La somme remboursée aux dentistes par le gouvernement n’est pas suffisante, dénonce le DTremblay.

Peu d’engouement pour les régions éloignées

Bernard Jolicoeur, 65 ans, est dentiste depuis 1985. Avide d’aventures, il a notamment travaillé à Kuujjuaq et ailleurs au Nunavik. Il pensait bien avoir pris sa retraite en 2013, mais dans un contexte de manque de personnel, il a accepté de remplacer ses collègues à Fermont et en Basse-Côte-Nord pendant leurs vacances.

PHOTO FOURNIE PAR BERNARD JOLICOEUR

Bernard Jolicoeur est dentiste depuis 1985 et travaille dans les régions éloignées du Québec.

Le Dr Jolicoeur, qui travaille de 12 à 15 semaines par année, ne comprend pas pourquoi l’entente avec Québec sur le salaire des dentistes en région éloignée est échue depuis si longtemps.

« La jeune génération de dentistes a tendance à être plus urbaine, dit-il. Actuellement, les conditions de travail font qu’on a de la difficulté à les attirer en région éloignée, car ils peuvent tirer leur épingle du jeu aussi bien, sinon mieux, en milieu périurbain », estime-t-il.

Un enjeu de sécurisation culturelle

Le manque de personnel peut aussi engendrer un sentiment d’insécurité envers les professionnels de la santé en milieu autochtone, ajoute l’ACDQ.

Si on a toujours affaire à un remplaçant, et que deux semaines dans le mois, il n’y a personne pour nous soigner, c’est dur de développer un sentiment de confiance envers un professionnel.

Le DCarl Tremblay, président de l’Association des chirurgiens-dentistes du Québec

De nombreuses mesures devraient donc être instaurées afin d’encourager les jeunes dentistes à travailler dans le Nord, selon la Dre Papineau.

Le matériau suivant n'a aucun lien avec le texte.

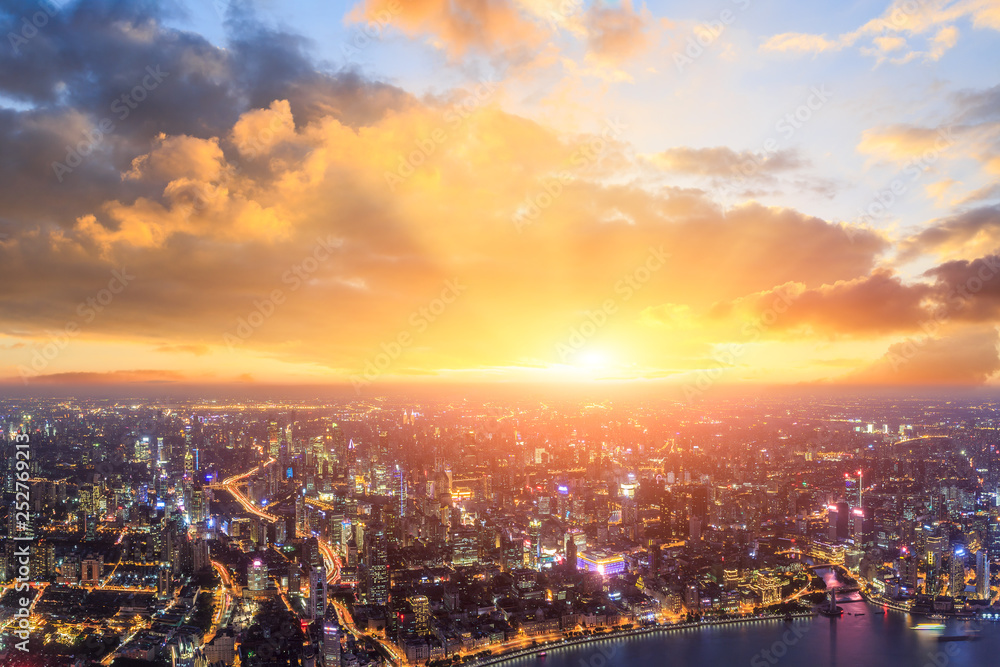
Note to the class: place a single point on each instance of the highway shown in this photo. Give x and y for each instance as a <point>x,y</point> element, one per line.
<point>232,484</point>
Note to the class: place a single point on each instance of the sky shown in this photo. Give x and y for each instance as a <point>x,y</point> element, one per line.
<point>497,191</point>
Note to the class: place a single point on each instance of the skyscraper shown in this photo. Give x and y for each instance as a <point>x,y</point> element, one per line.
<point>377,564</point>
<point>257,576</point>
<point>317,592</point>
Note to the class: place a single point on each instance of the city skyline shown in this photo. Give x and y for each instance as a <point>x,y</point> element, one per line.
<point>384,193</point>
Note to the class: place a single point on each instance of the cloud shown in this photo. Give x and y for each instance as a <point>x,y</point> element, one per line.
<point>111,377</point>
<point>971,233</point>
<point>892,35</point>
<point>458,27</point>
<point>801,43</point>
<point>903,143</point>
<point>617,34</point>
<point>968,358</point>
<point>869,306</point>
<point>724,162</point>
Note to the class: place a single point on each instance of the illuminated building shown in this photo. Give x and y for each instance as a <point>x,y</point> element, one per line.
<point>465,547</point>
<point>257,576</point>
<point>597,561</point>
<point>982,575</point>
<point>317,592</point>
<point>331,644</point>
<point>422,613</point>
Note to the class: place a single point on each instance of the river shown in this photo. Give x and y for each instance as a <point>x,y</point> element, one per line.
<point>862,637</point>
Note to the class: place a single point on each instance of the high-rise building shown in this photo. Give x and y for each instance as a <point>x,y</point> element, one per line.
<point>317,592</point>
<point>377,566</point>
<point>982,575</point>
<point>257,575</point>
<point>331,644</point>
<point>422,614</point>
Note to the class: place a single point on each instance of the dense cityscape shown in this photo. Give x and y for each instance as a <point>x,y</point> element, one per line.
<point>391,531</point>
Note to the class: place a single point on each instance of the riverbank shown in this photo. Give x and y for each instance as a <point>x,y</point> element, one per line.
<point>646,630</point>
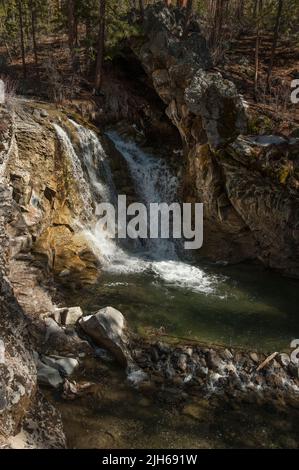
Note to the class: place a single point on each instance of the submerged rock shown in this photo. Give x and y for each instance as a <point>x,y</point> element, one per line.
<point>108,329</point>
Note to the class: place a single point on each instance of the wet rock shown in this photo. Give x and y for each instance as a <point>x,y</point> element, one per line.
<point>73,390</point>
<point>67,316</point>
<point>245,183</point>
<point>254,357</point>
<point>284,359</point>
<point>136,376</point>
<point>107,328</point>
<point>47,375</point>
<point>214,361</point>
<point>182,362</point>
<point>65,365</point>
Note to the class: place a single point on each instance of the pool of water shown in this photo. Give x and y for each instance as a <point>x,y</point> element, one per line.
<point>115,416</point>
<point>244,306</point>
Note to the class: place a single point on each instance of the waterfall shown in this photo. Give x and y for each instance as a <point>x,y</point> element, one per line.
<point>76,170</point>
<point>154,182</point>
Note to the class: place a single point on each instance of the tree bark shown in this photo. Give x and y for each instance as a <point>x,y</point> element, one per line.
<point>20,11</point>
<point>141,8</point>
<point>33,28</point>
<point>275,40</point>
<point>257,46</point>
<point>71,32</point>
<point>101,45</point>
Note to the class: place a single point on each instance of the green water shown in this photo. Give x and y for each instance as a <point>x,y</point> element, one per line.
<point>250,307</point>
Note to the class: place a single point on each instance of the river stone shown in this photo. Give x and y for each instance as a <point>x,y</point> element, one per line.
<point>65,365</point>
<point>107,328</point>
<point>67,316</point>
<point>47,375</point>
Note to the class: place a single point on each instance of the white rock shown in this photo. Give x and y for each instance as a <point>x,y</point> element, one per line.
<point>107,328</point>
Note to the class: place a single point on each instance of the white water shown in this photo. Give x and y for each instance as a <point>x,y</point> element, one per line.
<point>154,183</point>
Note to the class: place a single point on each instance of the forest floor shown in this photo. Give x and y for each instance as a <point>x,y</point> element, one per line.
<point>271,111</point>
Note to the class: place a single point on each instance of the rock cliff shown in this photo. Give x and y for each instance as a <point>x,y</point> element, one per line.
<point>43,206</point>
<point>249,186</point>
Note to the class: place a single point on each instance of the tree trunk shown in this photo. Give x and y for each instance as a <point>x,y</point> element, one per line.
<point>33,29</point>
<point>189,11</point>
<point>71,32</point>
<point>101,46</point>
<point>141,8</point>
<point>217,23</point>
<point>20,11</point>
<point>257,46</point>
<point>275,40</point>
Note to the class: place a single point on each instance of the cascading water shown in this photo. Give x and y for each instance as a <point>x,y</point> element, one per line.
<point>154,183</point>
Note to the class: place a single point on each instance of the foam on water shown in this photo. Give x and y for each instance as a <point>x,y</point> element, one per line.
<point>154,182</point>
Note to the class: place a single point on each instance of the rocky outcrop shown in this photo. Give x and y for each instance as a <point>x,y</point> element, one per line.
<point>51,192</point>
<point>44,203</point>
<point>233,375</point>
<point>249,188</point>
<point>26,419</point>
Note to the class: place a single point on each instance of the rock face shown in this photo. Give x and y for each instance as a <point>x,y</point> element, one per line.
<point>50,190</point>
<point>20,405</point>
<point>249,188</point>
<point>107,328</point>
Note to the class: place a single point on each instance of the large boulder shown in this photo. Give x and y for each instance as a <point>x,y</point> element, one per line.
<point>108,329</point>
<point>249,187</point>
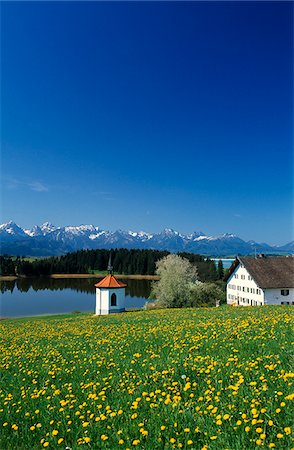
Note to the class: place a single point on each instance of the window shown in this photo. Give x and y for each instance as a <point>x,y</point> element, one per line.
<point>285,292</point>
<point>113,300</point>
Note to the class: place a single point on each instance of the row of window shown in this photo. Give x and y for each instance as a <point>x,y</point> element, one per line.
<point>244,301</point>
<point>245,289</point>
<point>243,277</point>
<point>284,292</point>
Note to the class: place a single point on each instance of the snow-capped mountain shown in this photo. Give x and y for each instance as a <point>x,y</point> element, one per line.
<point>48,239</point>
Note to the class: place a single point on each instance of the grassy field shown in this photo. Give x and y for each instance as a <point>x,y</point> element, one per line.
<point>193,379</point>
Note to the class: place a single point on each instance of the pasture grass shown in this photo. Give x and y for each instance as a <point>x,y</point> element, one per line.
<point>214,379</point>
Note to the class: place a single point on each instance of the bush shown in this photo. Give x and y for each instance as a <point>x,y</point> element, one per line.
<point>176,275</point>
<point>206,294</point>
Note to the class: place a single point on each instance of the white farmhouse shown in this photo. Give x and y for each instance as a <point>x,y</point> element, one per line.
<point>110,296</point>
<point>261,281</point>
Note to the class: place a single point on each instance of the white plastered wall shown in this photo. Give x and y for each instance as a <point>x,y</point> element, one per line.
<point>242,289</point>
<point>103,301</point>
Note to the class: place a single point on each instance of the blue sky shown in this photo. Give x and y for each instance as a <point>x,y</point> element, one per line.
<point>149,115</point>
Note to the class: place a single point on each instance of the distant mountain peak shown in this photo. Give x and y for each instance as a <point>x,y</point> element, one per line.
<point>48,239</point>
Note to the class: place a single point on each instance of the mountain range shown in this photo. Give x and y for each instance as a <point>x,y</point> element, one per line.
<point>49,240</point>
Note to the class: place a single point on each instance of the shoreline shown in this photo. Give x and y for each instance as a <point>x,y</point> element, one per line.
<point>82,275</point>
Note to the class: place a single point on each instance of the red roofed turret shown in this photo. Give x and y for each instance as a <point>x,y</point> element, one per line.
<point>110,282</point>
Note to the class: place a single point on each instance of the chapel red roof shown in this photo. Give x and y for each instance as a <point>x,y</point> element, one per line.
<point>110,282</point>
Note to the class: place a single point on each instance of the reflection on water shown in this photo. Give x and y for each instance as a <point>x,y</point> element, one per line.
<point>33,296</point>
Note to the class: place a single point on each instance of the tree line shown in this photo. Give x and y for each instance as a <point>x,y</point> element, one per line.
<point>127,262</point>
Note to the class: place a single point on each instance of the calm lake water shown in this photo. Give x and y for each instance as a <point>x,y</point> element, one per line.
<point>227,262</point>
<point>35,296</point>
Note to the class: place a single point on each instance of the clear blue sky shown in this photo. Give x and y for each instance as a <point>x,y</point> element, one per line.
<point>149,115</point>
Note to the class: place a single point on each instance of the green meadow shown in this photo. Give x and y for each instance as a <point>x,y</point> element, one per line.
<point>218,378</point>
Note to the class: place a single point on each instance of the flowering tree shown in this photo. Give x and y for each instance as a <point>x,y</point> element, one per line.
<point>177,274</point>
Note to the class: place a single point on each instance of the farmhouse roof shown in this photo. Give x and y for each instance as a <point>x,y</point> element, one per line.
<point>272,272</point>
<point>110,282</point>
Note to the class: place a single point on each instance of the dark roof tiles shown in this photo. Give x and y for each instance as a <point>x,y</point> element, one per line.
<point>272,272</point>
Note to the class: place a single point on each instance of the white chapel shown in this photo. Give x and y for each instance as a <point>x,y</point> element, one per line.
<point>110,294</point>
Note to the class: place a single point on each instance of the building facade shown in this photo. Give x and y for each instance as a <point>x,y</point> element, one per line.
<point>110,296</point>
<point>261,281</point>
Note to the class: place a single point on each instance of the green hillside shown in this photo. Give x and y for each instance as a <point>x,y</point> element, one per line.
<point>217,378</point>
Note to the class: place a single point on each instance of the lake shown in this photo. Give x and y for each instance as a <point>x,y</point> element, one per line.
<point>37,296</point>
<point>227,262</point>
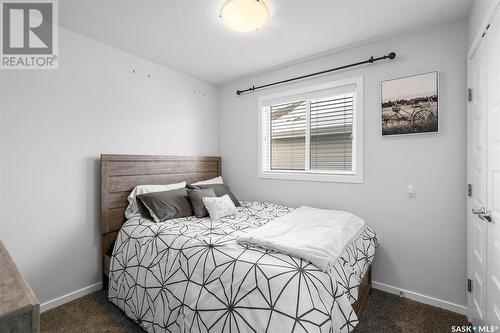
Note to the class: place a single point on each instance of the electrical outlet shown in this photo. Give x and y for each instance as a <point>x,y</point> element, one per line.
<point>411,191</point>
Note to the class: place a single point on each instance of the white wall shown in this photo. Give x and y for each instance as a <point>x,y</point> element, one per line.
<point>478,17</point>
<point>422,240</point>
<point>54,126</point>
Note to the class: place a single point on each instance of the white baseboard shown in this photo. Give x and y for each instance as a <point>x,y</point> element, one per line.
<point>376,285</point>
<point>421,298</point>
<point>69,297</point>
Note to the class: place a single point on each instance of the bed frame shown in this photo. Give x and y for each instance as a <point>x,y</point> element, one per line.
<point>121,173</point>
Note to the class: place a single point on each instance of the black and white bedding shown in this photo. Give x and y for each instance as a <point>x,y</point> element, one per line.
<point>190,275</point>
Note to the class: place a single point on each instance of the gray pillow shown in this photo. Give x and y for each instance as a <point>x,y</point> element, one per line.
<point>220,190</point>
<point>165,205</point>
<point>196,197</point>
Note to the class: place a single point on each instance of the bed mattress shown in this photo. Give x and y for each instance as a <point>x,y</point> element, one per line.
<point>190,275</point>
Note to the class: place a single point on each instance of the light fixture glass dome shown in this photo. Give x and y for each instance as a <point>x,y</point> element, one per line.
<point>245,15</point>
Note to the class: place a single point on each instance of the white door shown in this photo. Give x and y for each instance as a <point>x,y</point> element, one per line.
<point>476,227</point>
<point>493,175</point>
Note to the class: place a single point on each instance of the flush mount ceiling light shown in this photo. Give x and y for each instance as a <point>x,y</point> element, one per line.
<point>245,15</point>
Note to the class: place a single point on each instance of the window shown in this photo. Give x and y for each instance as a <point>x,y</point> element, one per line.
<point>313,133</point>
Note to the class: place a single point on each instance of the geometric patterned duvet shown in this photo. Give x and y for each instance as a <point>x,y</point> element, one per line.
<point>190,275</point>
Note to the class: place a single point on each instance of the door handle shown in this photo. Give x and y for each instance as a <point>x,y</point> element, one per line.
<point>482,213</point>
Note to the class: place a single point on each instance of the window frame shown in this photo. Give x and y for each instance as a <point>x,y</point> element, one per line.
<point>356,176</point>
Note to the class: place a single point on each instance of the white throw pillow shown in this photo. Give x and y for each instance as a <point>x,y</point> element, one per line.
<point>219,207</point>
<point>216,180</point>
<point>132,209</point>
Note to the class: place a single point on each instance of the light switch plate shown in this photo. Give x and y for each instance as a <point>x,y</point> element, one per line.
<point>411,191</point>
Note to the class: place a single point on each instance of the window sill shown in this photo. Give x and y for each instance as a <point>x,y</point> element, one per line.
<point>314,177</point>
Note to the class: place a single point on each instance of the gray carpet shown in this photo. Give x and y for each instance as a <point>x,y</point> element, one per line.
<point>383,313</point>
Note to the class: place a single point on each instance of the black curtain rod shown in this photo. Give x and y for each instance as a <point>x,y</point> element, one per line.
<point>391,56</point>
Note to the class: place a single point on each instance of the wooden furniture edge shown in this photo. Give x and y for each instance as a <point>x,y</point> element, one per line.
<point>109,231</point>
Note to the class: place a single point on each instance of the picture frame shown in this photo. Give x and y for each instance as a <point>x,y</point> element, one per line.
<point>409,105</point>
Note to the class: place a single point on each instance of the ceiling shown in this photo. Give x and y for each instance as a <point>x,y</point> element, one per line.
<point>186,35</point>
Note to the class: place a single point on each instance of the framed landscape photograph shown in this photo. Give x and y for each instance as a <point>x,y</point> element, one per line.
<point>410,104</point>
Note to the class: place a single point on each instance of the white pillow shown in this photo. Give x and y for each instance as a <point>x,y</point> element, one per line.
<point>219,207</point>
<point>216,180</point>
<point>132,209</point>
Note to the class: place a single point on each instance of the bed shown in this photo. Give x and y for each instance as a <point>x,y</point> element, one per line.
<point>190,275</point>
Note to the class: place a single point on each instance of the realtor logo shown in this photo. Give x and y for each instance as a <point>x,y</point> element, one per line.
<point>29,34</point>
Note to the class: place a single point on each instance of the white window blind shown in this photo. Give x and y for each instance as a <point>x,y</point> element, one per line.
<point>331,133</point>
<point>288,136</point>
<point>313,133</point>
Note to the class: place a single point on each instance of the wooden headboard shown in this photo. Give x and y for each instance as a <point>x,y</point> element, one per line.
<point>121,173</point>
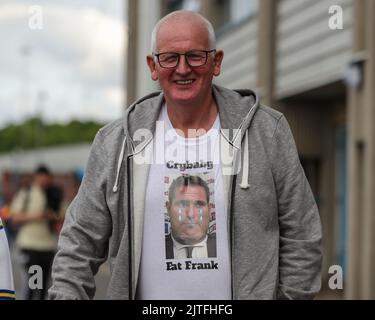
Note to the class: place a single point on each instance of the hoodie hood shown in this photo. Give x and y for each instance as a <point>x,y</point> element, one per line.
<point>236,111</point>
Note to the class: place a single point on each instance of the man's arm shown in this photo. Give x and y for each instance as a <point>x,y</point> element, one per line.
<point>83,241</point>
<point>300,228</point>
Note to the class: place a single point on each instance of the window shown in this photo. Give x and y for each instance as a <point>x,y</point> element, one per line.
<point>241,9</point>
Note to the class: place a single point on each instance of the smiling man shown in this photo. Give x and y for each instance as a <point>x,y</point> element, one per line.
<point>261,212</point>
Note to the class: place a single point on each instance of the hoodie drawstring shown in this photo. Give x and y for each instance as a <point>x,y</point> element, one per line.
<point>246,164</point>
<point>119,163</point>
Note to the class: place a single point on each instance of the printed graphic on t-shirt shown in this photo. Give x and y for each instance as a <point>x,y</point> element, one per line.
<point>190,221</point>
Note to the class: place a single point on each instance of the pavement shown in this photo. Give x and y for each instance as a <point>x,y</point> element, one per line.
<point>20,278</point>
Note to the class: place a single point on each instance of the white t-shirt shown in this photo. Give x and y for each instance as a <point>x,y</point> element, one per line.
<point>6,276</point>
<point>185,250</point>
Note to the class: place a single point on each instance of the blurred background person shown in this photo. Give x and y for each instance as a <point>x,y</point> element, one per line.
<point>35,237</point>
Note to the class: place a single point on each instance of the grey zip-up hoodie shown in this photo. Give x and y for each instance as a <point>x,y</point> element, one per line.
<point>274,225</point>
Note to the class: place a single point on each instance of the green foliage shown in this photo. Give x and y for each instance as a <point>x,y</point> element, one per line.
<point>34,133</point>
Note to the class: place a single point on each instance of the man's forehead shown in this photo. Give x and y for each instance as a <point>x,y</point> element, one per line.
<point>176,27</point>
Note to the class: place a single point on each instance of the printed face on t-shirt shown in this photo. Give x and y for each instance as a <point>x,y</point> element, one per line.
<point>189,214</point>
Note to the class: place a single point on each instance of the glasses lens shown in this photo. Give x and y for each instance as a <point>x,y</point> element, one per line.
<point>196,58</point>
<point>168,60</point>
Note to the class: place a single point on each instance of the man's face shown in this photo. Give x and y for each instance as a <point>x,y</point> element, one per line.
<point>43,180</point>
<point>189,214</point>
<point>184,84</point>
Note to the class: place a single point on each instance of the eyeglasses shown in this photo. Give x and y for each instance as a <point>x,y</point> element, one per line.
<point>194,58</point>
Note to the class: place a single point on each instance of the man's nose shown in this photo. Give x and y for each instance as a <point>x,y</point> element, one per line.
<point>183,67</point>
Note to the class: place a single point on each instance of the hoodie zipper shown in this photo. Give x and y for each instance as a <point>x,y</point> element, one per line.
<point>130,223</point>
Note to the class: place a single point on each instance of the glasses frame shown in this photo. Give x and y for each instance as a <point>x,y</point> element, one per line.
<point>207,52</point>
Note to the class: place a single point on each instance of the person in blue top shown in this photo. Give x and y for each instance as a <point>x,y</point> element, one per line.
<point>6,276</point>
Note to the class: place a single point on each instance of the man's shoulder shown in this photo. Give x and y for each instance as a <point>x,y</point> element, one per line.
<point>112,127</point>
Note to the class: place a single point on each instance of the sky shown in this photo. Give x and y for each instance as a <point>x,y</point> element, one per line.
<point>62,60</point>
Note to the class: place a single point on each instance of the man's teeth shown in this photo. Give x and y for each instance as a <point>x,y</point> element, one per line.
<point>184,81</point>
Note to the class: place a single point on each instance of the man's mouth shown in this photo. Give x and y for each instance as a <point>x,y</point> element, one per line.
<point>184,82</point>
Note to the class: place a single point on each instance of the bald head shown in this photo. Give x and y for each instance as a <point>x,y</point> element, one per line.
<point>184,17</point>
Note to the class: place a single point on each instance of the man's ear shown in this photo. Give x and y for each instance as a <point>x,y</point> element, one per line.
<point>152,65</point>
<point>218,59</point>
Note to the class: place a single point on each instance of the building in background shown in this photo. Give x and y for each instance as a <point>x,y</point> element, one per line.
<point>323,79</point>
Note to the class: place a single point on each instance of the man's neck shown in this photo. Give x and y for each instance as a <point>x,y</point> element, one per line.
<point>193,119</point>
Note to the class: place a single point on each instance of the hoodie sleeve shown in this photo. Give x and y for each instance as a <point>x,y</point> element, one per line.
<point>83,241</point>
<point>300,256</point>
<point>6,275</point>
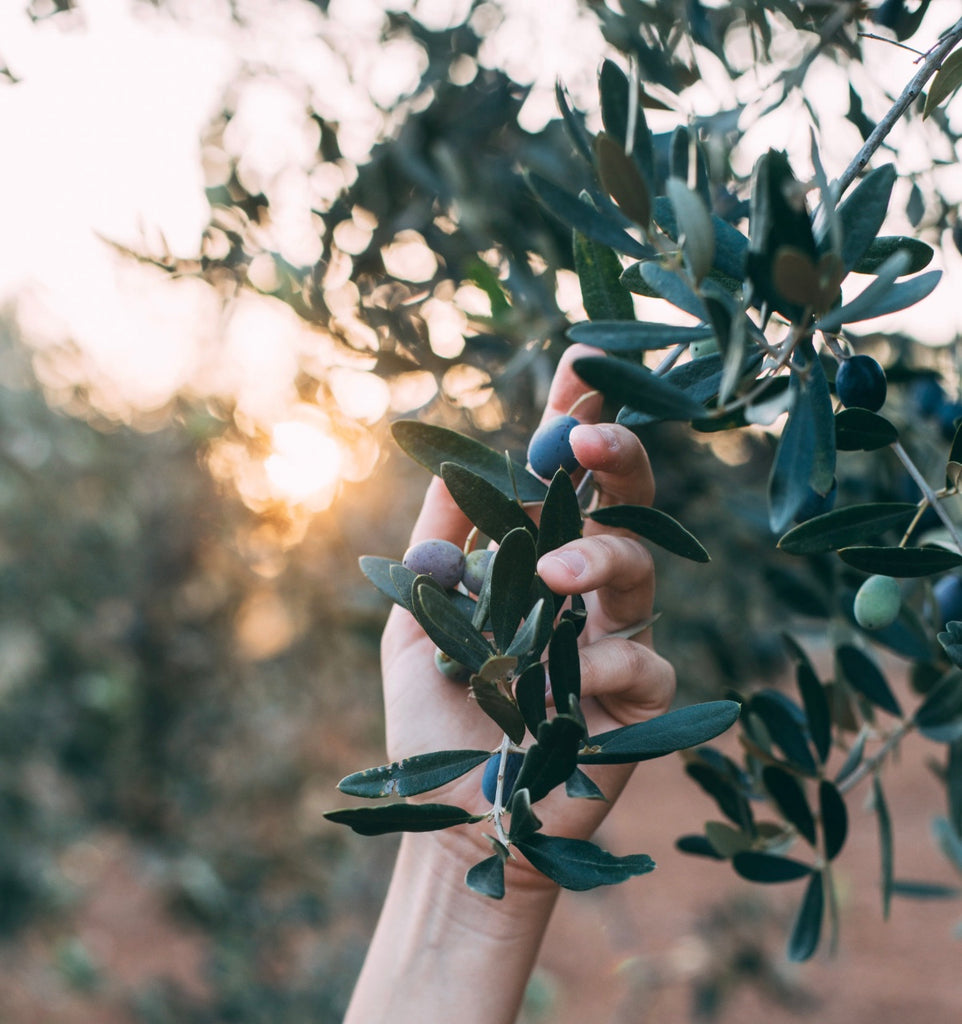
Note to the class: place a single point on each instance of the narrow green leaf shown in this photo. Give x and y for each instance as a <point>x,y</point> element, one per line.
<point>654,525</point>
<point>768,867</point>
<point>377,570</point>
<point>622,337</point>
<point>627,384</point>
<point>885,843</point>
<point>487,878</point>
<point>614,88</point>
<point>818,714</point>
<point>580,865</point>
<point>675,730</point>
<point>511,577</point>
<point>700,846</point>
<point>529,691</point>
<point>862,214</point>
<point>584,218</point>
<point>901,562</point>
<point>580,785</point>
<point>782,718</point>
<point>500,709</point>
<point>732,802</point>
<point>670,286</point>
<point>883,296</point>
<point>447,627</point>
<point>484,504</point>
<point>919,253</point>
<point>790,798</point>
<point>622,179</point>
<point>864,675</point>
<point>807,927</point>
<point>419,773</point>
<point>863,430</point>
<point>695,226</point>
<point>846,526</point>
<point>834,818</point>
<point>560,515</point>
<point>431,445</point>
<point>939,716</point>
<point>563,666</point>
<point>550,760</point>
<point>947,80</point>
<point>402,817</point>
<point>598,269</point>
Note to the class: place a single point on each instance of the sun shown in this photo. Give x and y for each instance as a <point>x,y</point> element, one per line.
<point>304,464</point>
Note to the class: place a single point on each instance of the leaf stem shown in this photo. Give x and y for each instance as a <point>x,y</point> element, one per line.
<point>930,496</point>
<point>931,64</point>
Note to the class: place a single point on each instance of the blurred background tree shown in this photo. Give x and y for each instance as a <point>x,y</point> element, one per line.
<point>187,653</point>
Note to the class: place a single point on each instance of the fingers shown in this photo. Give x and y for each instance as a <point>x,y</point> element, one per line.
<point>629,679</point>
<point>619,462</point>
<point>618,568</point>
<point>440,517</point>
<point>568,387</point>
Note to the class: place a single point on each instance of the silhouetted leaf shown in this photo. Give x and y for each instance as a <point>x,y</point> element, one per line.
<point>902,562</point>
<point>818,714</point>
<point>674,730</point>
<point>627,384</point>
<point>560,515</point>
<point>579,785</point>
<point>511,577</point>
<point>790,798</point>
<point>834,818</point>
<point>585,218</point>
<point>450,630</point>
<point>551,760</point>
<point>624,337</point>
<point>529,692</point>
<point>768,867</point>
<point>807,927</point>
<point>431,445</point>
<point>419,773</point>
<point>622,179</point>
<point>782,719</point>
<point>947,80</point>
<point>402,817</point>
<point>863,430</point>
<point>484,504</point>
<point>863,675</point>
<point>919,253</point>
<point>579,865</point>
<point>598,268</point>
<point>846,526</point>
<point>654,525</point>
<point>487,878</point>
<point>862,214</point>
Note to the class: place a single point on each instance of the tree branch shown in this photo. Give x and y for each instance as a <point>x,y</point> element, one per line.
<point>932,62</point>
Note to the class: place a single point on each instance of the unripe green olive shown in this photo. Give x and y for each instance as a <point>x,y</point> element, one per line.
<point>877,602</point>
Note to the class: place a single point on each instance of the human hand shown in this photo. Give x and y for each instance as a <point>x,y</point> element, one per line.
<point>623,679</point>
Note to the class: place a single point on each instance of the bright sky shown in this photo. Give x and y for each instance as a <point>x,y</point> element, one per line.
<point>101,136</point>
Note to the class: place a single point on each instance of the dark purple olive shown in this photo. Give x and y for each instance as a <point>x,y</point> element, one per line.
<point>490,780</point>
<point>441,559</point>
<point>861,382</point>
<point>550,448</point>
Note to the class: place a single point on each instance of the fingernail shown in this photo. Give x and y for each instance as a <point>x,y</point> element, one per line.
<point>574,561</point>
<point>611,437</point>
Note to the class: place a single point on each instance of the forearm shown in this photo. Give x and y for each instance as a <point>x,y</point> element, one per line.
<point>442,952</point>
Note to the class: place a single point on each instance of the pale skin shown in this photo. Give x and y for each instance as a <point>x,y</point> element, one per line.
<point>442,951</point>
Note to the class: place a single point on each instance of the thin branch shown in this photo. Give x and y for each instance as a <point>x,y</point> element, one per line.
<point>931,64</point>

Une compensation financière devrait être mise en place pour pallier les défis entraînés par le fait de quitter sa région, évoque-t-elle. « S’ils sont capables d’obtenir un meilleur salaire dans le Sud, en gardant leur famille, leurs amis et leur conjoint auprès d’eux, les dentistes ne viendront pas dans le Nord-du-Québec », fait remarquer Lucie Papineau.

Échec des négociations

Pour l’instant, les négociations piétinent entre le ministère de la Santé et des Services sociaux (MSSS) et l’ACDQ. Une rencontre en mars dernier s’est soldée par un échec.

L’écart entre les demandes monétaires des chirurgiens-dentistes et les propositions gouvernementales demeure trop important.

Noémie Vanheuverzwijn, porte-parole du ministère de la Santé et des Services sociaux

« À titre d’exemple, la demande de l’ACDQ sur les tarifs des actes assurés représenterait une augmentation à la hauteur de 27 % sur la durée de l’entente 2015-2020 », explique Noémie Vanheuverzwijn, porte-parole du MSSS.

En ce qui concerne la situation des dentistes en région éloignée, le MSSS estime que l’entente en vigueur convient. Elle « comprend des mesures incitatives pour favoriser la répartition du dentiste qui travaille en région nordique, dont des primes d’éloignement et d’isolement », dit Mme Vanheuverzwijn.

« Le gouvernement fait appel à la collaboration, au professionnalisme et à l’ouverture des membres de l’ACDQ dans la recherche d’une solution satisfaisante pour les parties », a conclu la porte-parole, en rappelant que « l’ACDQ est le seul groupe qui n’a pu s’entendre avec le MSSS pour la période 2015-2020 ».